Now, as a junior, he is the complete package — team captain, all-conference kick returner and record-setting receiver.
“I will always say he is the best receiver in the league,” Barnett said.
Lockett is certainly in the conversation. He is one of the top deep threats in the Big 12 and is on pace to have one of the best individual seasons in K-State history. Through four games, Lockett leads the Big 12 in both catches (29) and receiving yards (469). His 237-yard game against Texas was good enough to break K-State’s single-game record for receiving yards (214), by NFL standout Jordy Nelson. Only four K-State receivers have topped 1,000 receiving yards in a season.
On Saturday, Lockett will make a trip close to where his football career began when K-State takes on No. 21 Oklahoma State. Stillwater is the closest Big 12 town to Tulsa, which means he will play in front of a larger-than-usual group of friends and family. He will also get another chance to prove that the Cowboys were foolish to overlook him and his bloodline. Lockett’s father, Kevin, is K-State’s career receiving yards leader. Lockett’s uncle, Aaron, ranks fourth.
Oh, and he returns to the venue where his freshman season was cut short by a lacerated kidney in a wild game. Lockett went bonkers that night, piling up 315 all-purpose yards and scoring a touchdown, but Oklahoma State won 52-45.
It’s easy to see why Lockett says this game feels bigger than others.
“The memories I have (of playing at Oklahoma State) are when you give it all you have and leave it all on the field and you still wind up empty, you can’t do anything about it,” Lockett said. “I think that was the kind of feeling that you got. Man, usually when you give it all that you’ve got you come out on top and you usually win. To do that and you don’t come out with the win, I think that really hurt. You can’t do anything about it. Sometimes all you can do is cry. Sometimes you don’t know what to think.”
Redemption will certainly be on Lockett’s mind this week. He has pushed himself to become a better overall player over the past two years, and he wants to prove K-State is now capable of beating Oklahoma State on the road, something the Wildcats haven’t accomplished since 1999.

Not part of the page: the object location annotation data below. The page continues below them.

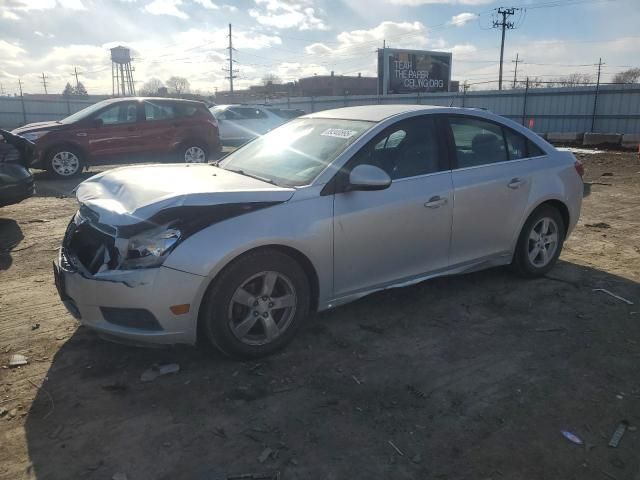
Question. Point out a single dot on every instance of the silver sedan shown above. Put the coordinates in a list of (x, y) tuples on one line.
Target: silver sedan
[(319, 212)]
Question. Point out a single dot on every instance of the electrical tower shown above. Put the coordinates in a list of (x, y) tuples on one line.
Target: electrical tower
[(505, 25), (515, 72), (44, 83), (121, 72), (230, 70)]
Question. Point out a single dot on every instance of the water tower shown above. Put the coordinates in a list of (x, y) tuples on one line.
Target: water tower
[(121, 72)]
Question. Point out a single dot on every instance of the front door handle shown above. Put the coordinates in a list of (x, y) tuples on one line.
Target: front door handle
[(435, 202), (516, 183)]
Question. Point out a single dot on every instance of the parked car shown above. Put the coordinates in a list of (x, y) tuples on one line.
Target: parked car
[(124, 126), (16, 181), (240, 123), (316, 213)]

“The last time we went to Oklahoma State we ended up losing, and this is my last time playing at Oklahoma State,” Lockett said. “When you look back at it, you do not want the same thing to happen again.”
Lockett says K-State players are still angry about the way they lost to Texas in their last game and are motivated to get back on the field.
He helped fuel those emotions by taking on a vocal role during K-State’s open week.
“He is a wonderful young man,” K-State coach Bill Snyder said. “He tries to do everything right. He has a very complete value system, and he runs fast. He can catch the ball. He has talent in a number of areas. He likes poetry and he can write poetry. He is a diversified young man who is good at everything he does.”
K-State quarterbacks certainly like what their top receiver can do.
“He is unbelievable,” starting quarterback Jake Waters said following the Texas game. “You’ve got a guy like him, I just threw it up to him a couple times and said, ‘OK, Lockett, go make a play for us.’ When you’ve got a guy like that, it is definitely special so you have to get the ball to him.”
Added backup Daniel Sams: “You can count on big plays from him. There are certain plays that, as soon as you get the call and you see the matchup, you know he is going to be open.”
Lockett did most of his damage as a returner two years ago. He expects to be effective in all areas in his final visit to Stillwater.
Becoming a complete receiver was his top priority during the offseason. Those who know him best aren’t surprised by his success.
“He loves to compete,” Barnett said. “He doesn’t like to lose. He isn’t the most vocal person, but his actions show everything about him. That’s what I like about Tyler.”